The original site plan included construction of a 62,427 square-foot building (about 7,000 square feet larger than Stop & Shop on Leetes Island Road) as well as the construction of another retail building, of approximately 13,200 square feet. Now, the overall building square footage will be reduced by 1,000 square feet, due to the conditions approved by the PZC on July 12. The reduction can either be made to one building or taken over both building footprints, said Smith.
At one point earlier in the application review, Smith had recommended the applicant work to reduce the overall building square footage by 2,500 square feet; but that reduction was instead met by revising the plan to relocate nine parking spaces.
Helping to bring about the 1,000 square-footage reduction was a PZC condition approved on July 12 calling for further reduction to proposed parking in the northwest corner of the property, which also allows for reducing excavation of a large natural knoll. Originally, the parking plan involved developing a rock slope of some 37 feet, at its highest point, above that side of the parking area. Now, both the parking area and the height of the rock slope have been further reduced, explained Smith, by removing an additional four parking spaces. Removing those four spaces will also further reduce the severity of excavation into the knoll, and should reduce the proposed rock slope down to approximately 27 feet at its highest point.
"The additional four spaces, depending on which one are picked, will dictate how much further they can drop the wall," Smith explained.
The site plan application was represented by BL Companies (Meriden) on behalf of 250 North Main St. owner/applicant Jeffery Shapiro and J&J Property LLC (Shaprio and John Klarman, owners of 248 North Main Street).

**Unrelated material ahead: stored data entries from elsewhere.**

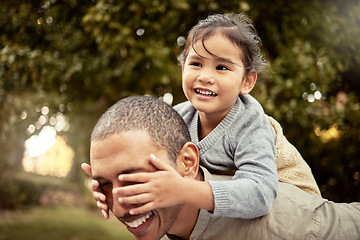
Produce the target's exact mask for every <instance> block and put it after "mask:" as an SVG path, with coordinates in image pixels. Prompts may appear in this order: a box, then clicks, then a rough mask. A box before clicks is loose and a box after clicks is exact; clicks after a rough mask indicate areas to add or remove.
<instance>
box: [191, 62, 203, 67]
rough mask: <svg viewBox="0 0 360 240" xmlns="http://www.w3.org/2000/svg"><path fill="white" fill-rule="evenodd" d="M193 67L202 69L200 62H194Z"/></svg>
mask: <svg viewBox="0 0 360 240" xmlns="http://www.w3.org/2000/svg"><path fill="white" fill-rule="evenodd" d="M190 65H191V66H195V67H201V63H199V62H192V63H190Z"/></svg>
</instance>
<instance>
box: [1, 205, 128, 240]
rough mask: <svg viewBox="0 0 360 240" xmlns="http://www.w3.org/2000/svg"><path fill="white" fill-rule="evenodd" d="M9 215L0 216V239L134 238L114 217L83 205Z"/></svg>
mask: <svg viewBox="0 0 360 240" xmlns="http://www.w3.org/2000/svg"><path fill="white" fill-rule="evenodd" d="M0 214H1V212H0ZM10 216H11V217H5V218H4V215H3V216H2V217H0V218H1V220H0V240H10V239H11V240H113V239H114V240H115V239H116V240H127V239H133V238H132V237H131V234H130V233H129V232H128V231H127V230H126V228H125V227H124V226H123V225H122V224H121V223H120V222H118V221H117V220H116V219H115V218H114V217H112V220H111V219H110V220H107V221H106V220H104V219H103V218H102V217H101V215H100V214H99V213H98V212H96V213H94V212H90V211H88V210H86V209H83V208H75V207H56V208H44V209H40V208H36V209H31V210H27V211H23V212H17V213H16V214H10Z"/></svg>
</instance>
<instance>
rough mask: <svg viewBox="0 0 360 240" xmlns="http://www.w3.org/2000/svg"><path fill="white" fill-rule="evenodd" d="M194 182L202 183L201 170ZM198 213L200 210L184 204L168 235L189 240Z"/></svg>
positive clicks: (199, 171) (197, 214) (186, 204)
mask: <svg viewBox="0 0 360 240" xmlns="http://www.w3.org/2000/svg"><path fill="white" fill-rule="evenodd" d="M196 180H198V181H204V177H203V173H202V171H201V168H200V170H199V172H198V174H197V177H196ZM199 212H200V209H198V208H196V207H194V206H193V205H191V204H184V206H183V207H182V208H181V210H180V212H179V215H178V216H177V218H176V220H175V222H174V223H173V225H172V227H171V228H170V229H169V231H168V233H169V234H171V235H175V236H177V237H180V238H182V239H190V235H191V233H192V231H193V229H194V227H195V224H196V222H197V219H198V216H199Z"/></svg>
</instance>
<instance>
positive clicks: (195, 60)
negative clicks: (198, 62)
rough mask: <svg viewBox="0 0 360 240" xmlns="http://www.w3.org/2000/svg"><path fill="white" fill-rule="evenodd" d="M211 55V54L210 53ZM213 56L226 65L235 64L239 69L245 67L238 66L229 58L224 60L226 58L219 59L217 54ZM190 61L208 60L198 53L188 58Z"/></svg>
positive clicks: (219, 57) (237, 63) (233, 64)
mask: <svg viewBox="0 0 360 240" xmlns="http://www.w3.org/2000/svg"><path fill="white" fill-rule="evenodd" d="M210 54H211V53H210ZM211 56H213V57H214V58H215V59H217V60H218V61H221V62H225V63H229V64H233V65H236V66H238V67H244V66H243V65H242V64H238V63H235V62H233V61H231V60H230V59H227V58H224V57H219V56H217V55H215V54H211ZM188 59H189V60H192V61H199V60H201V59H208V58H206V57H204V56H201V55H200V54H198V53H196V54H193V55H190V56H188Z"/></svg>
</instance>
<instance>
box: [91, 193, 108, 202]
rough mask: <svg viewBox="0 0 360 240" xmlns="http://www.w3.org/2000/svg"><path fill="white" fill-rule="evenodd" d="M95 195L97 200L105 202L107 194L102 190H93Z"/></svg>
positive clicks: (95, 197)
mask: <svg viewBox="0 0 360 240" xmlns="http://www.w3.org/2000/svg"><path fill="white" fill-rule="evenodd" d="M93 197H94V199H95V200H96V201H101V202H105V201H106V196H105V195H104V194H103V193H101V192H93Z"/></svg>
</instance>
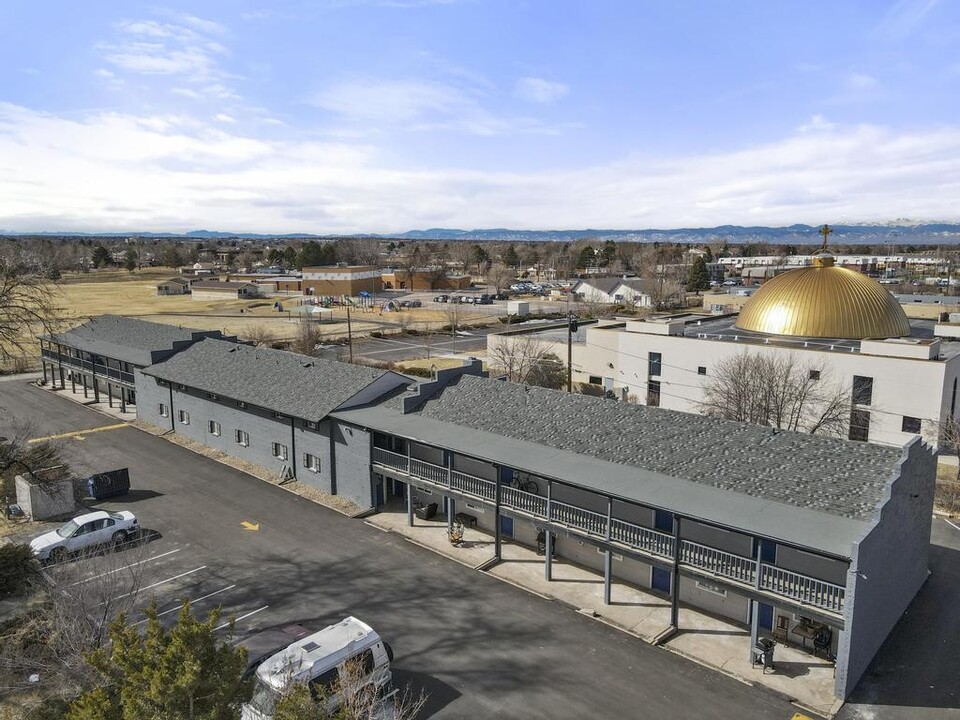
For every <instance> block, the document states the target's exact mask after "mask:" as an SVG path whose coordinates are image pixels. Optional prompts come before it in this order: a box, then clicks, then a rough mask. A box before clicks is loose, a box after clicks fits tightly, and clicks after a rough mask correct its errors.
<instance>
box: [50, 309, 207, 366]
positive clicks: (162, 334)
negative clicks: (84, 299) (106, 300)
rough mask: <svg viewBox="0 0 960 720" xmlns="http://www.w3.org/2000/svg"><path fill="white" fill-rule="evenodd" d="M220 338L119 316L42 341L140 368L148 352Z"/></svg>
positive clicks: (148, 360) (81, 325) (76, 327)
mask: <svg viewBox="0 0 960 720" xmlns="http://www.w3.org/2000/svg"><path fill="white" fill-rule="evenodd" d="M220 335H221V333H220V331H219V330H196V329H193V328H185V327H177V326H176V325H164V324H162V323H153V322H147V321H145V320H137V319H135V318H127V317H121V316H119V315H101V316H100V317H96V318H92V319H91V320H88V321H87V322H85V323H83V325H78V326H77V327H75V328H73V329H72V330H67V331H66V332H62V333H52V334H51V335H49V336H46V338H49V339H50V340H54V341H57V342H61V343H63V344H64V345H69V346H71V347H75V348H79V349H80V350H83V351H85V352H90V353H94V354H96V355H103V356H105V357H111V358H115V359H117V360H122V361H124V362H128V363H133V364H134V365H139V366H141V367H142V366H145V365H149V364H150V363H152V362H153V358H152V357H151V353H152V352H157V351H161V350H170V349H171V348H173V344H174V343H175V342H184V341H189V340H194V339H199V338H201V337H204V336H214V337H220ZM46 338H45V339H46Z"/></svg>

Over the course of the review, the applicant provided two extensions to allow the PZC to best address issues raised by commission members and the public during a multi-part public hearing.
Concerns raised included traffic patterns and safety, the size of the largest building, the unknown future tenants, impacts to the area's natural landscape by removing all or a portion of the knoll, whether the project fit into the guidelines of the town's Plan of Conservation and Development, and how blasting would impact neighboring residents and businesses.